# week 2, session 2
# Decision theory

We assume the following imports

In [None]:
import math
import numpy as np
import seaborn as sns;
import matplotlib.pyplot as plt
from scipy.stats import norm
from scipy import special
from sklearn.metrics import confusion_matrix
from ipywidgets import interact,FloatSlider

# 1) Bayes' Theorem

Recall, that for real variables $x$ and labels $C_k = 1,...c$, Bayes' theorem gives:

$P(C_k|x) = \dfrac{p(x|C_k)P(C_k)}{p(x)}  = \dfrac{p(x|C_k)P(C_k)}{\sum_j p(x|C_j)P(C_j)}$

In this exercise session we will illustrate Bayes' theorem, by letting the class-conditional distributions be three normals with individual parameter sets. 

We define three univariate normal distributions $p_1, p_2, p_3$ to represent the three possible classes
 $C_1,C_2$ and $C_3$. The prior probabilities of the three classes are given by $P(C_1) = 0.4, P(C_2) = 0.3, P(C_3) = 0.3$. The distributions have different mean $\mu_1 = -2, \mu_2 = 0, \mu_3 = 2$ while same variance $\sigma^2_1 = \sigma^2_2 = \sigma^2_3 = 1$.
 
 ### Questions
 
 
$\star$ Plot the three class conditional density functions $P(x|C_1)$, $P(x|C_2)$ and $P(x|C_3)$ in the same figure, in the interval $-10 \leq x \leq 10$.
 
$\star$ Compute and plot the resulting density $p(x)$.

$\star$ Compute and plot the posterior probabilities $P(C_1|x), P(C_2|x), P(C_3|x)$ in the same figure.

### Hints

$\bullet$ You can use the scipy.stats function norm.pdf to get the value of the normal probability density function in $x$ as:

    px = norm.pdf(x,mean,sigma)
    
$\bullet$ $p(x)$ can be computed using the law of total probability.


In [None]:
#Plot densities P(x|c)

#compute and plot the density p(x)

#compute and plot posterior P(C|x)

# 2) Simulate samples from the class conditional distribution

In this exercise you will write a simulator that randomly draw samples from multiple normal distributions. We still consider the same three-class situation (with the same means, variances and priors as in the previous exercise).

Sampling from the class conditional distribution $p(x)$ can be simulated by a generative process with two steps:

- First: The class of the sample is determined randomly based on the prior probability for each class. 
- Second: The value of the sample is determined by a random draw from the normal distribution associated with the selected sample class.

### Questions
$\star$ Define a function to draw samples from the class conditional distribution, simulating the generative process.
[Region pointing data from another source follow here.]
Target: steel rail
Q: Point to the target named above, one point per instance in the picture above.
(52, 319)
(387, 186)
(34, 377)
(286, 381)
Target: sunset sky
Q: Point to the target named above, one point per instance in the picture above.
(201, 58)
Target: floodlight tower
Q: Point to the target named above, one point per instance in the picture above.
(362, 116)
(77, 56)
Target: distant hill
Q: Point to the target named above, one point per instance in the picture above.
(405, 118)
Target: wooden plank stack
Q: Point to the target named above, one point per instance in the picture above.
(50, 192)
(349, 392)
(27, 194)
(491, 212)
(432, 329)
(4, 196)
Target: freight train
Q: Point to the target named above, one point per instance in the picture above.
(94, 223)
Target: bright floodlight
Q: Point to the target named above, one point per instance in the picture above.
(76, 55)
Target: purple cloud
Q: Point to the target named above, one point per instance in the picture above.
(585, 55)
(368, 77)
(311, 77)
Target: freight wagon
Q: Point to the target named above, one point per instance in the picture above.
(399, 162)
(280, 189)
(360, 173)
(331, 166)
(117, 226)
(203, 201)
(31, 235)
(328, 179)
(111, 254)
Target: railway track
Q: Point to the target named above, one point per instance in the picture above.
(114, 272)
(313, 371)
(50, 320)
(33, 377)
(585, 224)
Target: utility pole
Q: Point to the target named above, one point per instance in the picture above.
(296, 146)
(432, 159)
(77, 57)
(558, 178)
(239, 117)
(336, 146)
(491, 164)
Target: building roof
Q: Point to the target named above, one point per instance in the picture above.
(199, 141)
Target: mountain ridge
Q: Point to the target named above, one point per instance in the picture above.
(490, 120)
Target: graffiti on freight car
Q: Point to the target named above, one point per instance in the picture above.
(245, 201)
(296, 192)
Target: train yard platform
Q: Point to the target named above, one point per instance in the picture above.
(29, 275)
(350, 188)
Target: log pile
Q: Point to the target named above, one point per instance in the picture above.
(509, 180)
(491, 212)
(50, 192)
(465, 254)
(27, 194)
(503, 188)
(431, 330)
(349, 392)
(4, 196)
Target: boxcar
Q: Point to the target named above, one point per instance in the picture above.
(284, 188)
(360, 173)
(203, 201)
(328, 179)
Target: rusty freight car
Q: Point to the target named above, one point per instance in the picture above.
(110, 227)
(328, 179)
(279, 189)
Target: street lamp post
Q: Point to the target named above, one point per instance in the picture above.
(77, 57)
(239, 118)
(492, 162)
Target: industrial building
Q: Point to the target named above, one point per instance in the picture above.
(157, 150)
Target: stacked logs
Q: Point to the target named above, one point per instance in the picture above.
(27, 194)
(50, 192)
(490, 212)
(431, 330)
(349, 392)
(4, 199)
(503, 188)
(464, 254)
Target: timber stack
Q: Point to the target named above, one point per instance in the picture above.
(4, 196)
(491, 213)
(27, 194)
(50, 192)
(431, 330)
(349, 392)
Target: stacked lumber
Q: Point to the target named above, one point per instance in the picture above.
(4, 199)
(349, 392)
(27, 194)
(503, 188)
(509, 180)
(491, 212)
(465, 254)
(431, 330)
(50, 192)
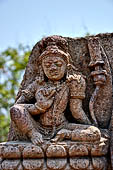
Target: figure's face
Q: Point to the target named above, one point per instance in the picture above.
(54, 67)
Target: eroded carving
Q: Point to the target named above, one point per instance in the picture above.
(53, 90)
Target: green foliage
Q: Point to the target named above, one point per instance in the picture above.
(12, 66)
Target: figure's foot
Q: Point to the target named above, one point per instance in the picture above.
(36, 138)
(61, 135)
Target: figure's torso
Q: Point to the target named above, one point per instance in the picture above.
(54, 116)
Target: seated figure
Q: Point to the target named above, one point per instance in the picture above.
(57, 85)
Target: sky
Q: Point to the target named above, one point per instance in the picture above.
(27, 21)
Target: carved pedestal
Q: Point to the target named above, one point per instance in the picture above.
(64, 107)
(60, 156)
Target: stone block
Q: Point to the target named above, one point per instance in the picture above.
(10, 164)
(79, 163)
(78, 150)
(32, 151)
(54, 151)
(56, 164)
(33, 164)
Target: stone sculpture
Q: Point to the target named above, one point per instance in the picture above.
(58, 120)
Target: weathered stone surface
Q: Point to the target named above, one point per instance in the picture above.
(56, 151)
(56, 164)
(99, 163)
(33, 164)
(100, 149)
(79, 163)
(10, 164)
(32, 152)
(11, 152)
(78, 150)
(90, 134)
(65, 96)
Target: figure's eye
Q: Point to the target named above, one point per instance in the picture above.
(58, 63)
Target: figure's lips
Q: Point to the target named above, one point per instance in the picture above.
(53, 73)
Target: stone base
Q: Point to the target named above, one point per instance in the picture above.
(60, 156)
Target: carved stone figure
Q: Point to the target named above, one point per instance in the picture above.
(59, 110)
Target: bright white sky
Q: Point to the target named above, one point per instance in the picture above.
(27, 21)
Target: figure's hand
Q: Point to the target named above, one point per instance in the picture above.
(45, 98)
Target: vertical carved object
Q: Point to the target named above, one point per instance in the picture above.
(99, 74)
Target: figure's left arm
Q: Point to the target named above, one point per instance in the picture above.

The function must return two values, the sample-class and the sample-value. 

$\star$ Draw 100,000 samples using the function and plot the histogram of the sample values in the same plot as the density $p(x)$.

$\star$ Comment on the resulting figure when you draw different number of samples.

### Hints

$\bullet$ Consider using the numpy function np.random.choice for simulating the first step. For instance, the following line would simulate would simulate flipping a fair coin with sample space $S=\{0,1 \}$:
   
    flip = np.random.choice(2,1,p=[.5,.5])[0]
    
$\bullet$ You can use the numpy function np.random.normal to simulate random draws from a normal distribution, as:

    sampleValue = np.random.normal(loc = mean, scale = sigma)
    
$\bullet$ If you draw the samples iteratively in a loop, you can store the individual sample results in predefined arrays, for instance initialized as:

    N = 100000;
    sampleValues = np.zeros(N);
    sampleClasses = np.zeros(N);

In [None]:
#define function to simulate draws from the class conditional distribution

#draw samples from the distribution

#plot histogram of samples together with the density p(x)

# 3) Decision boundaries
A decision rule, is a division of the space of $x$ so that each point is uniquely associated
with a single class $C_k$.
For instance, we can set up a 1D decision rule by dividing the space of $x$ into three intervals:
$I_1 =\; ] -\infty, d_1]\,, I_2 = \; ] d_1, d_2]\,, I_3 = \;] d_2, \infty [$.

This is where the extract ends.